There are a few odd things about that engine - I must admit, I hadn't looked that closely until now.

I've posted a couple of photos of mine complete with an installed and tested, but as yet unconnected, oil pressure gauge sensor.

Toshi is correct -

There should be shakeproof washers under the Phillips-head countersunk bolts and hefty spring washers under the hex-head bolts. It's also not a bad idea to loctite the threads as well.

The camshaft sprocket bolts should be secured with lock tabs - as should the flywheel at the other end of the crankshaft and the hollow bolt on the front pulley. From memory, the other places that there are lock tabs are on the big end bearing caps.

The self tensioners can be seen on the timing chain.

Chris
 

Attachments

  • Oil pressure sender.jpg
    Oil pressure sender.jpg
    474.6 KB · Views: 132
  • Camshaft timing 2.jpg
    Camshaft timing 2.jpg
    649.1 KB · Views: 109
Last edited:
Thanks for all the info guys. I'm going to order a new timing chain as part of the bits I'll get to refresh the engine. Do you know if the shake proof washers and spring washers are available to order?
I'll get a photo of the engine number - I definitely remember seeing it.

The Hobbler (Tom) showed me these pushrod tubes which look pretty nifty:

http://www.megabug.co.uk/vw-empi-adjustable-pushrod-tubes-set-of-8-up-to-1600cc-1093-p.asp

They can be seen in this engine build:



Cheers,
Matt
 
Chris,

I plan on getting the engine balanced by my local engineering firm. Is there any benefit in having the flywheel lightened, or should I just stick to having it balanced?

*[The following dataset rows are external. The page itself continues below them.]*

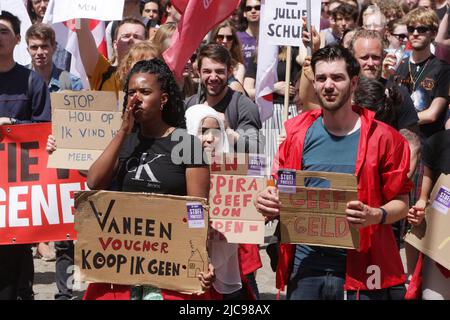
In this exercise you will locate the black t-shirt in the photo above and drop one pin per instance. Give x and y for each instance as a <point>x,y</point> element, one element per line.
<point>431,79</point>
<point>158,165</point>
<point>436,152</point>
<point>406,115</point>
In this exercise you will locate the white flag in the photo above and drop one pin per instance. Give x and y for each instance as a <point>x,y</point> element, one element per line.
<point>67,39</point>
<point>266,75</point>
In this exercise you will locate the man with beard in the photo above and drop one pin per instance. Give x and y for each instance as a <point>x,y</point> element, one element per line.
<point>368,48</point>
<point>345,17</point>
<point>425,76</point>
<point>241,114</point>
<point>344,138</point>
<point>242,125</point>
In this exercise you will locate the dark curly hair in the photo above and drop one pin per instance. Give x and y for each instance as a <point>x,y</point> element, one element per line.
<point>173,112</point>
<point>384,101</point>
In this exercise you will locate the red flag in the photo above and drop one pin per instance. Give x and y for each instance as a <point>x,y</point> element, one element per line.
<point>198,17</point>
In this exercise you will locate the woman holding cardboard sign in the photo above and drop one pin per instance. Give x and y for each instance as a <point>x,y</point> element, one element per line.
<point>139,159</point>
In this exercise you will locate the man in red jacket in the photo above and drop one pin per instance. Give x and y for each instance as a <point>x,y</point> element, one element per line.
<point>344,138</point>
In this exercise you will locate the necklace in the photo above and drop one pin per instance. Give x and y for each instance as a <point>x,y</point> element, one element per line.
<point>416,78</point>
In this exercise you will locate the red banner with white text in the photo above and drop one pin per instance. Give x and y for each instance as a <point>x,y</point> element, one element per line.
<point>36,203</point>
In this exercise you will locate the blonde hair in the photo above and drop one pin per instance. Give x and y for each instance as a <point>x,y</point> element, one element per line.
<point>422,16</point>
<point>144,50</point>
<point>374,10</point>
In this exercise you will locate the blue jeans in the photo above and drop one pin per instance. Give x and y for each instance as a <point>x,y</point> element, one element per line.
<point>308,284</point>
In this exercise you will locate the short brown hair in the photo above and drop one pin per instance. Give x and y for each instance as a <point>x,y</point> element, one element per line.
<point>41,31</point>
<point>367,34</point>
<point>130,20</point>
<point>422,16</point>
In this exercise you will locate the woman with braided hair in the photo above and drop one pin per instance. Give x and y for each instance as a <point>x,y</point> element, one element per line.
<point>153,122</point>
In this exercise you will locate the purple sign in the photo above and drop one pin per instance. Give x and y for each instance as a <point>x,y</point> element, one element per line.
<point>196,215</point>
<point>256,165</point>
<point>442,200</point>
<point>287,180</point>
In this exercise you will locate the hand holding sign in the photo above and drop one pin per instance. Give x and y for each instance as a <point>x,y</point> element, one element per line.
<point>268,203</point>
<point>360,215</point>
<point>306,37</point>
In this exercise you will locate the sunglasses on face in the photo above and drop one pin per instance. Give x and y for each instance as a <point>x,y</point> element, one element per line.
<point>222,37</point>
<point>400,36</point>
<point>249,8</point>
<point>420,29</point>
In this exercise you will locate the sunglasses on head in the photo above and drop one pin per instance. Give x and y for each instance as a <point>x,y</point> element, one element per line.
<point>420,29</point>
<point>249,8</point>
<point>401,36</point>
<point>225,37</point>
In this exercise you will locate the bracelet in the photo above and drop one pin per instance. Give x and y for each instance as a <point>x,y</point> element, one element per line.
<point>383,217</point>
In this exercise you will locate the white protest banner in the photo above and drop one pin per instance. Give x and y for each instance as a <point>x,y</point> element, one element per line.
<point>83,124</point>
<point>283,21</point>
<point>234,186</point>
<point>65,10</point>
<point>18,9</point>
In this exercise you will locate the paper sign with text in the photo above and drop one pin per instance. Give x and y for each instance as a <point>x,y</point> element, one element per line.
<point>282,24</point>
<point>83,123</point>
<point>233,215</point>
<point>432,236</point>
<point>36,203</point>
<point>141,239</point>
<point>316,216</point>
<point>65,10</point>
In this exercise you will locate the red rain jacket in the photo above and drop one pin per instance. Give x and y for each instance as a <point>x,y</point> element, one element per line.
<point>381,168</point>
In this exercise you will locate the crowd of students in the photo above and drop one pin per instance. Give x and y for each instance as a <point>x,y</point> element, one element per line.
<point>372,100</point>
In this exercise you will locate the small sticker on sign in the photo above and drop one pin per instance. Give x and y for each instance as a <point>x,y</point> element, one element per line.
<point>196,215</point>
<point>442,201</point>
<point>256,165</point>
<point>287,180</point>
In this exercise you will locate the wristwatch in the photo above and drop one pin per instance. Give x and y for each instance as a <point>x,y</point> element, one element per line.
<point>383,217</point>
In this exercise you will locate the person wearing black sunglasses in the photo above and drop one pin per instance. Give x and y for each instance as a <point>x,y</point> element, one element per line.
<point>425,76</point>
<point>249,38</point>
<point>397,34</point>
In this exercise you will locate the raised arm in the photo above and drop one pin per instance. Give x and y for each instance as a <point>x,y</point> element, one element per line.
<point>88,49</point>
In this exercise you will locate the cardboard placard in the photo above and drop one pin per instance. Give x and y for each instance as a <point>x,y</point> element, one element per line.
<point>36,203</point>
<point>83,123</point>
<point>316,216</point>
<point>141,239</point>
<point>65,10</point>
<point>233,216</point>
<point>281,21</point>
<point>432,236</point>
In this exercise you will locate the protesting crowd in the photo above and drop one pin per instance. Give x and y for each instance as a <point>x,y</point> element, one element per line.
<point>365,92</point>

I know you can't get a manifold to bolt the Dellorto to the Panda head. I was considering producing a technical drawing and getting a company to machine a manifold from billet aluminium. Can anyone see a benefit from this, or should I just use a 126 head? As I already have the Panda head and it's fitted with 35mm intake valves, it seems to make sense to keep it.

Matt
 
Hi Matt;

The main advantage of lightening the flywheel is that a lighter flywheel allows the engine to 'pick-up' quicker--the downside is that you do have to make sure it's balanced properly as the flywheel then lacks some dampening mass--as you are going to use it as an 'everyday' car, I would be tempted to weigh your flywheel as-is, and then have it lightened to 1/2 way between yours and the 2.7 kilo f/wheel. Whatever you do, have it done by a reliable tuning/engine building firm and all the best.
 
Thanks for the advice Tom. There's a local engine building firm which has a very good reputation so I'll see what they can do.
 
Matt,

I didn't change the weight of my flywheel as I wasn't building a racing engine, though I agree with the hobbling one (?Tom) in that a little lightening wouldn't do any harm as long as it is done correctly and the flywheel is properly balanced when finished.

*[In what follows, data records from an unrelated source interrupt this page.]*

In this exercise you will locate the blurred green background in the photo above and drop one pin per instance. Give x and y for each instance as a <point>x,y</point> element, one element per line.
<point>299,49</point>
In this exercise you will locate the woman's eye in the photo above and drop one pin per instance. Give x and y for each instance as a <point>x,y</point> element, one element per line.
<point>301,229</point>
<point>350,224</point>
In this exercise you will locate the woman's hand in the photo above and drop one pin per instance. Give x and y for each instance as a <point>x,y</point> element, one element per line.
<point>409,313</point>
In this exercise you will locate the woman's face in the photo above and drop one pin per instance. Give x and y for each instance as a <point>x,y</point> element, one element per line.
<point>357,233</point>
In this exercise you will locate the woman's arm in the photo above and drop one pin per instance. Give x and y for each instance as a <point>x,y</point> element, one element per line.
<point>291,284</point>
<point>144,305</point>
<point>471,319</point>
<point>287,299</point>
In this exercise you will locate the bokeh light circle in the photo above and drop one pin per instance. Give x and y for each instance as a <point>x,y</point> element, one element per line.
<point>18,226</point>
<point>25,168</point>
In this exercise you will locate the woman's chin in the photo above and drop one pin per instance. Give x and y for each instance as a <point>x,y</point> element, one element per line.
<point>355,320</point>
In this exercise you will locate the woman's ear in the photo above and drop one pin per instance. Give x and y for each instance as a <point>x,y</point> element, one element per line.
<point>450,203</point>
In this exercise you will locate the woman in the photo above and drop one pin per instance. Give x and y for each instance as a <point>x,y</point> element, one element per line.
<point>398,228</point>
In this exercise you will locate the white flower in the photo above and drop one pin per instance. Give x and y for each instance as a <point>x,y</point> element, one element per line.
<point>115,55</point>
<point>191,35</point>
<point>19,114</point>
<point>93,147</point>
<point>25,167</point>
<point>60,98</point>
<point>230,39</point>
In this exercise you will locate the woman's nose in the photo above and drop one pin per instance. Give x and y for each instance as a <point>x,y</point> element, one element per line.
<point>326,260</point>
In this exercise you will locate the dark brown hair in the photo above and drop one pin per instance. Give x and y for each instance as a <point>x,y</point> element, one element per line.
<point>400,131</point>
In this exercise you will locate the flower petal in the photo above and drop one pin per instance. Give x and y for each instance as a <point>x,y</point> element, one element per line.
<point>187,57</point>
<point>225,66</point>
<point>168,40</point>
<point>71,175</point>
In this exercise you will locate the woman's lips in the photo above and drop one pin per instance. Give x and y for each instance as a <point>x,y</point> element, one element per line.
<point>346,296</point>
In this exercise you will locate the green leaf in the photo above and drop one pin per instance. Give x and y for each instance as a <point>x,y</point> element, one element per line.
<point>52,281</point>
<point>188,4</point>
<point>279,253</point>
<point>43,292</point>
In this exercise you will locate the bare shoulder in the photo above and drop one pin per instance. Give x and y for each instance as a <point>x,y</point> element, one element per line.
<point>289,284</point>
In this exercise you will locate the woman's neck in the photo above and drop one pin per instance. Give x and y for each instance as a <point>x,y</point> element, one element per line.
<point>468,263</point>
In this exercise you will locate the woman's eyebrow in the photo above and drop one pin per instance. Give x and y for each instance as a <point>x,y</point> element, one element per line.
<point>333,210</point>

My reasoning was that since flywheels act as a store of rotational energy, a relatively heavy one does take some energy to get it moving but once rotating, the angular momentum will act to smooth the inherent lumpiness of a two cylinder engine.

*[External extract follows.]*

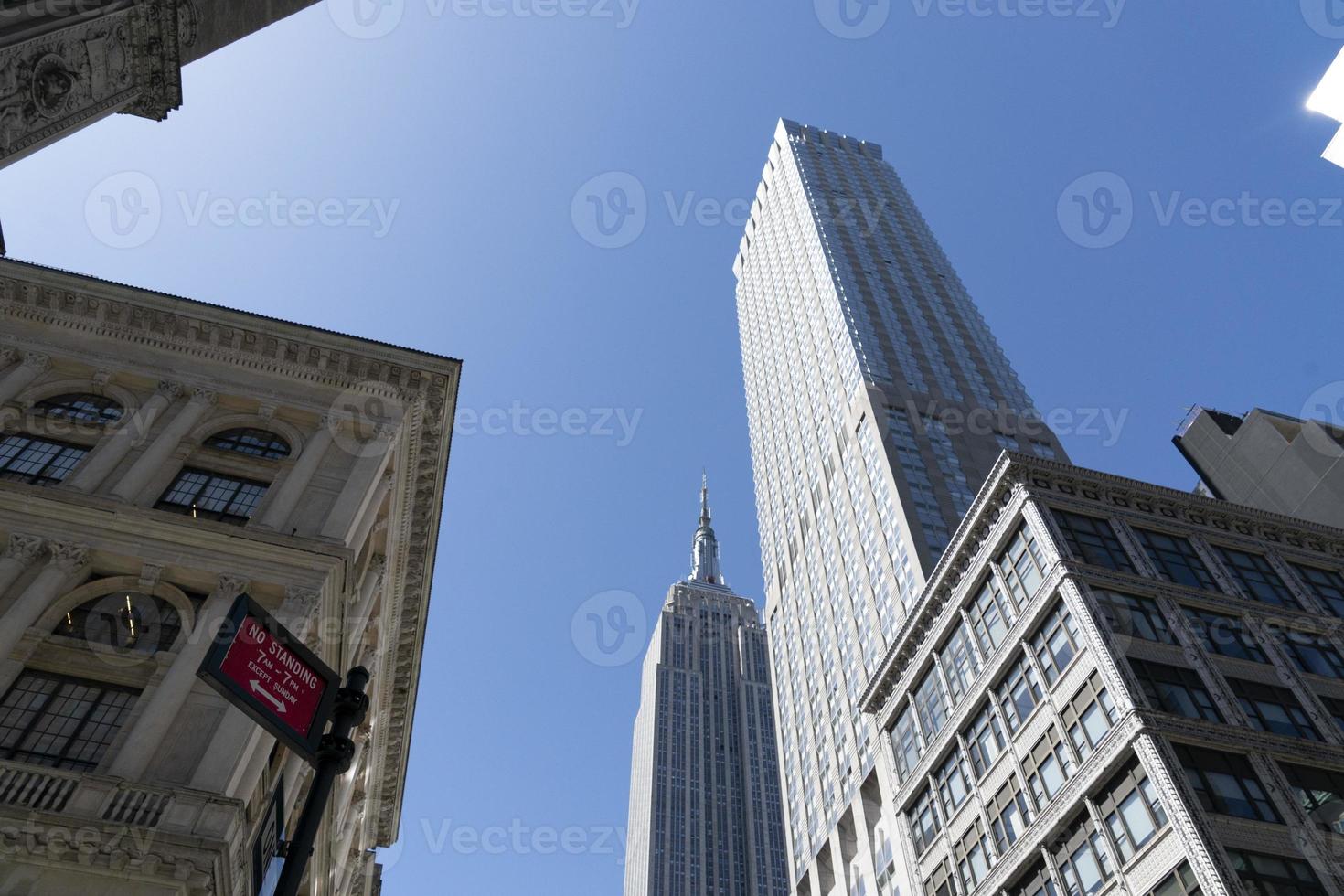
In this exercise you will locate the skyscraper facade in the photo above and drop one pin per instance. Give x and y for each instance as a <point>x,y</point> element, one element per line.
<point>878,402</point>
<point>706,812</point>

Either way, my engine starts, revs and runs smoothly. You could say a gold medal performance (that would be Australia's 3rd :D) - gotta be happy with that.

As to the carby, my advice was that the Dellorto FZD is the best carby for these motors and that there is little advantage for a mildy tuned engine in going for a twin port head. Get the 126 inlet port machined to match the carby, fit slightly larger intake valves and your most of the way there.

For some extra opinion, have a read here

http://club126uk.co.uk/smf/index.php?topic=4472.0

and here

http://club126uk.co.uk/smf/index.php?topic=5656.0

Chris
 
Thanks Chris. My thought was I could utilise the Panda head rather than trying to sell it and source a 126 head. If I won't see any advantage in using the Panda head with the Dellorto carb, I'll sell the head.